Tonight around 9PM, John Muhammed will be put to death by lethal injection at Greensville Penitentiary in Jarrot, VA. Muhammed, and his accomplice, Lee Boyd Malvo, are better known singularly as the Washington sniper. I can’t believe it’s been a little more than seven years since that terrible October. I was living in Herndon, at the time. It was so frightful living in the DC area during that month. I remember how people were saying that the sniper may be going around in a white van or truck. From then on, everybody would have one eye trained on every white vehicle they saw, wondering if that’s who had killed 10 people and was out looking for more blood. Once when we were at Office Depot in Fairfax, my mom and brother, I think, went inside to look at printers. I stayed in the car, but it got too unbearable just sitting there. So, I kept an eye out for any white cars, and when I didn’t see any, I made a mad dash for the store. Then my mom asked me to go back out and get something, then bring it back in again. I really didn’t want to do it. God knows why I eventually did. But I was scared out of my mind for the 20 seconds it took to run out to the car, get whatever it was, and haul ass back into the store. Metro DC is a huge area, so it’s hard to fathom that kind of fear coursing through more than six million people for a whole month, all because of a man and his then-17-year-old friend.

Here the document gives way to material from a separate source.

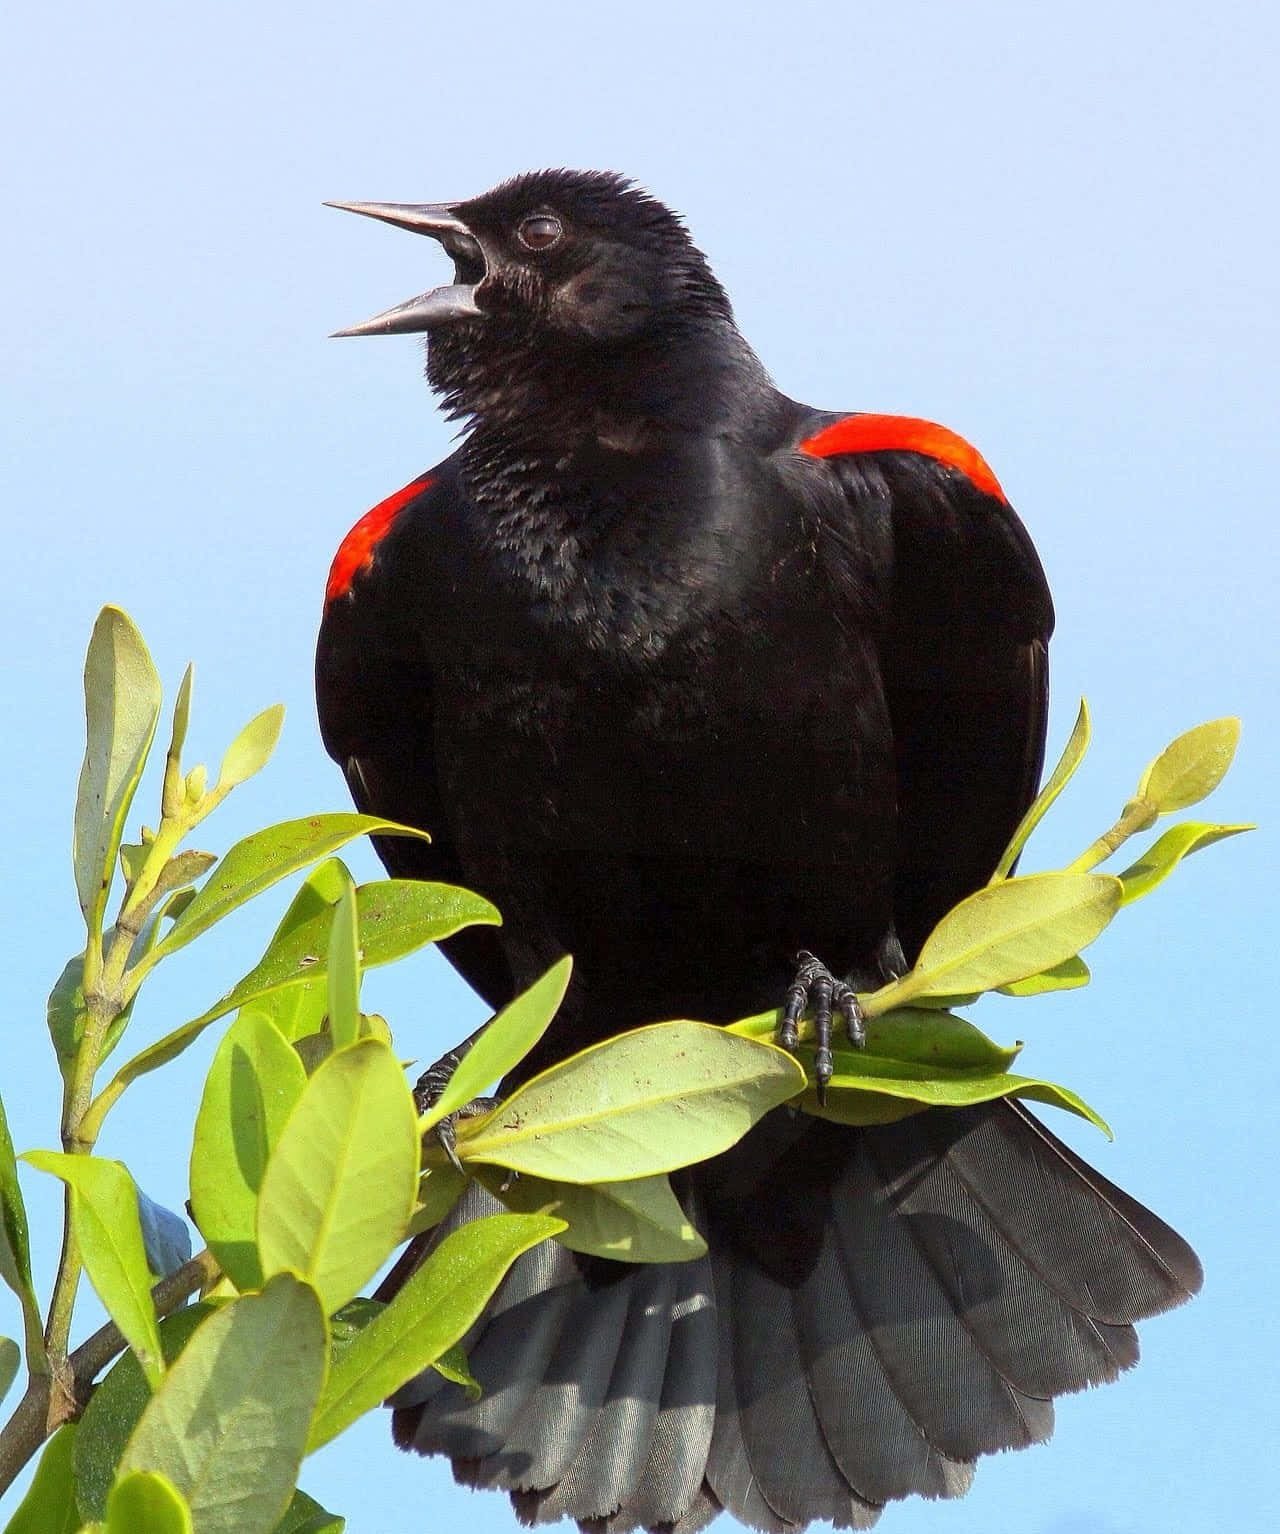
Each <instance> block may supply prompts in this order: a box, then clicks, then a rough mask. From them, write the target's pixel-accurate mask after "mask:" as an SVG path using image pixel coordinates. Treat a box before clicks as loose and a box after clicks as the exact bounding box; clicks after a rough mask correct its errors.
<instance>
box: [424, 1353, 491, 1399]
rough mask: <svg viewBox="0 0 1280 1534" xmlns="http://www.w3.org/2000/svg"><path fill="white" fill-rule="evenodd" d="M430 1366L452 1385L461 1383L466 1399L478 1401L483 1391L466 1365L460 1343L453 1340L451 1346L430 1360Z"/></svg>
mask: <svg viewBox="0 0 1280 1534" xmlns="http://www.w3.org/2000/svg"><path fill="white" fill-rule="evenodd" d="M431 1368H434V1371H436V1373H437V1374H439V1376H440V1378H442V1379H447V1381H448V1382H450V1384H453V1385H462V1388H464V1390H465V1391H467V1399H468V1401H479V1399H480V1396H482V1394H483V1393H485V1391H483V1387H482V1385H480V1382H479V1379H476V1376H474V1374H473V1373H471V1371H470V1370H468V1367H467V1355H465V1353H464V1351H462V1344H460V1342H454V1345H453V1347H447V1348H445V1350H444V1353H440V1356H439V1358H436V1359H433V1361H431Z"/></svg>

One of the shootings happened less than half a mile from my grandma’s house in Falls Church, at the Home Depot at Seven Corners. That really got my attention. It was immediately reported on the news, and I asked my dad if grandma was okay, and that maybe he should call her to see. I don’t even remember if he did or not, I was just really frightened by how close he had been to someone from my family. I’m not really someone who openly shows compassion towards family members, also, so that just shows you how worried I was.
I don’t necessarily approve of capital punishment, but when you think of how much that guy affected the area I lived in, it’s hard to think of any other punishment as justice.